Recently a beloved Ninja (hi Judy!) asked me for the lowdown on balancing fitness modalities.


“How should one balance HIIT (High Intensity Interval Training) vs weight training vs steady state cardio?

This is a GREAT question. And many people get this wrong.

Here’s how to think about this…

1) High Intensity Interval Training

HIIT is a method of training that alternates short periods of all-out intensity with longer periods of lower intensity and recovery. The classic formula here is 10 rounds of 30 seconds of all-out sprinting followed by 90 seconds of lower intensity jogging.

HIIT can indeed do some wonderful stuff. In the right doses, it can have powerful anti-aging effects. But for most humans, it’s usually best done only 1-3x per week. If the volume gets much higher, joints will start to break down;  particularly if there are higher impact modalities involved (think running, jumping, etc.). Joints aside, after a tipping point of volume, the body will start to actually have a negative response. This is why I’m not a huge fan of many boutique models that only offer HIIT and invite clients to train five times per week, week in and week out.

Most of MFF’s Small Group Personal Training programs include a 5-10 minute finisher. This gives you a moderate dose of HIIT goodness without overdoing. It’s also time efficient, as these sessions also give you the magic of weight training (more below).

NOTE: This is also not the best modality to dive into when one is starting or restarting an exercise regime. Best to give yourself some time to ramp up. More details HERE.

2) Strength Training 

Thoughtfully loaded and well-executed weight bearing exercises are our preferred foundation for fitness. Depending on the movement and your fitness level, this type of exercise can include both weight training AND bodyweight training. While more isn’t necessarily better, this kind of training can be meaningful even 1x per week, and can be done as often as 4-5x (provided volume and intensity are modulated).

When done with good technique and a full range of motion, strength training:

  • Builds and maintains muscle, strength, and power
  • Improves bone density
  • Increases movement skill
  • Improves joint health
  • Supports fat loss and muscle retention when dieting

A good strength training program will also include variation in movements. This provides more mental variety AND a lower risk of joint overuse injuries. This style of training is the heart of MFF’s Small Group Personal Training programs.

For most people most of the time, we like traditional strength training with adequate rest as the base. However, when submaximal weights are used with incomplete rest periods, it can create a powerful cardiovascular training effect. The lower loads and brisk rest periods do blunt some of the strength-building stimulus. Nonetheless, this kind of training can be an amazingly time effective way to keep your heart healthy while getting many of the benefits of traditional weight training. Provided you use good form, you can get a MASSIVE bang for your buck.

This type of training is sometimes called “Metabolic Resistance Training.” This is a fancy way of saying “strength training designed to burn calories/disrupt your metabolism.” We use this approach for MFF’s In-Person Group Fitness Classes, our Snatched classes and our highly-popular, totally at-home, virtual HomeBody Classes.

My highly biased, absolute personal favorite workout mix for most humans looking to be as fit as possible with the best bang for their buck: 2x Small Group Personal Training and 1x-2x MFF In-Person or Virtual Classes per week.

3) Steady State Cardio

When we use the term “steady state” cardio, we’re referring to lower intensity, longer duration cardio exercise. This is usually done with some kind of cardio machine (elliptical, treadmill, cycle, etc.) for 20-60 minutes at a time.

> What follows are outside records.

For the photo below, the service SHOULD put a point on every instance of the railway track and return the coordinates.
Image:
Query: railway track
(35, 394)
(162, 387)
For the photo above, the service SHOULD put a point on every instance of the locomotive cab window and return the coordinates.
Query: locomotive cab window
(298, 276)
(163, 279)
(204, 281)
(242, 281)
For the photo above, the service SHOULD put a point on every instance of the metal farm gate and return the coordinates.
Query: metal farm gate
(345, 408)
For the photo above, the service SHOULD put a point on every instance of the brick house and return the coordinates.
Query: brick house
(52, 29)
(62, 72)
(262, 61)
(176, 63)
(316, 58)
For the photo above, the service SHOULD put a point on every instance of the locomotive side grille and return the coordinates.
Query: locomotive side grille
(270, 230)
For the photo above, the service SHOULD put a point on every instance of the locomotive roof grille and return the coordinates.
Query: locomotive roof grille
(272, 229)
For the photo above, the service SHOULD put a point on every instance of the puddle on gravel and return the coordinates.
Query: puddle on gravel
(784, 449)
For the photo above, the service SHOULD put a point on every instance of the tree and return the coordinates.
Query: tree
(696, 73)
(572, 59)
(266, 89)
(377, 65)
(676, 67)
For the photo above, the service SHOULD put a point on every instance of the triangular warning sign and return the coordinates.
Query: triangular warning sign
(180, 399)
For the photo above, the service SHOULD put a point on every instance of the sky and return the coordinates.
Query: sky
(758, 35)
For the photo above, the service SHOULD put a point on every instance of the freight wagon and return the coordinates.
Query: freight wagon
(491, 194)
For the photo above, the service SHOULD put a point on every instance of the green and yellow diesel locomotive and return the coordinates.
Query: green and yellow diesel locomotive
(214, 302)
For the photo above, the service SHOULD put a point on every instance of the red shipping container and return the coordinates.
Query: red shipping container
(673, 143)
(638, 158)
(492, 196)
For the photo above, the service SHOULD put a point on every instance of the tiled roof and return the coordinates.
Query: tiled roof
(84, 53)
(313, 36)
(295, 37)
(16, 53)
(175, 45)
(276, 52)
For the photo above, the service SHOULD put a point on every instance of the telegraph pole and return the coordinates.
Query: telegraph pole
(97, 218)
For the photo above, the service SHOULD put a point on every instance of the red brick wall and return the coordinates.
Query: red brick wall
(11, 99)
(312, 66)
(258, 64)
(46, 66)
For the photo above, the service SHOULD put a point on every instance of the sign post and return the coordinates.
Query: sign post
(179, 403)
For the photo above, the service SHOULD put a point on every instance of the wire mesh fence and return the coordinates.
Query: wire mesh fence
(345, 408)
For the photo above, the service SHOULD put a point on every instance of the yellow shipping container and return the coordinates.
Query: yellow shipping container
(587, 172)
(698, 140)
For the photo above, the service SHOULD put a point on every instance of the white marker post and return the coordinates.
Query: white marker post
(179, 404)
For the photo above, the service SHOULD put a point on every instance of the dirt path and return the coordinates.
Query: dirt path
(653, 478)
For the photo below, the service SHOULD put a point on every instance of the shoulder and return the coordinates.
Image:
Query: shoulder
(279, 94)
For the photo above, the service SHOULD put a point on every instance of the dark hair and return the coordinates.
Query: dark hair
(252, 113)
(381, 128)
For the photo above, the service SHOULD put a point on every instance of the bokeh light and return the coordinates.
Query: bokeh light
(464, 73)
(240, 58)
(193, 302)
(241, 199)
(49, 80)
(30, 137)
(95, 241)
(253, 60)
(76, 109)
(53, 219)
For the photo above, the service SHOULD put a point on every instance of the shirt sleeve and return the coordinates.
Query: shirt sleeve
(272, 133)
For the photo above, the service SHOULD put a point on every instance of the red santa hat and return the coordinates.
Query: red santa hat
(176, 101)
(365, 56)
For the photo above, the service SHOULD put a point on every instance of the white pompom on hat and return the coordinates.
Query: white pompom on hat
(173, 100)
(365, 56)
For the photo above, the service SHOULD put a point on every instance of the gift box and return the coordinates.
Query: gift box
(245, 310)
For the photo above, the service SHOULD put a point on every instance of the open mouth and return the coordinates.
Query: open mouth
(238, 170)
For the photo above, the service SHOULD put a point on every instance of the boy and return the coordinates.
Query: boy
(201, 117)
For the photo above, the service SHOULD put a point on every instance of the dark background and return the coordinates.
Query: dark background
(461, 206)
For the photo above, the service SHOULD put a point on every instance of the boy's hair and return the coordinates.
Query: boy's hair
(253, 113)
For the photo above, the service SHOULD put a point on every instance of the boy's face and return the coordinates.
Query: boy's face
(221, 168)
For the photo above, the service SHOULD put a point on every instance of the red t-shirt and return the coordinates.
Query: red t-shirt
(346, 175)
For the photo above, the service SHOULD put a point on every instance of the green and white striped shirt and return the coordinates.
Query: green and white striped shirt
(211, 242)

When done in the appropriate volume for one’s goals and fitness, this kind of cardio can be valuable for improved heart health, increased total movement, and even improved recovery and cognition. The key here is keeping the total weekly volume reasonable and ideally utilizing a non-impact modality (think brisk incline walking vs the repetitive pound of jogging).

This kind of training doesn’t usually require lots of technical coaching or fancy programming. However you may want to use a heart rate monitor so you can stay at 60-70% of your max heart rate. If you go too low — or too high! — you won’t get the benefits you’re looking for.


There you have it. I hope you find this pithy rundown helpful!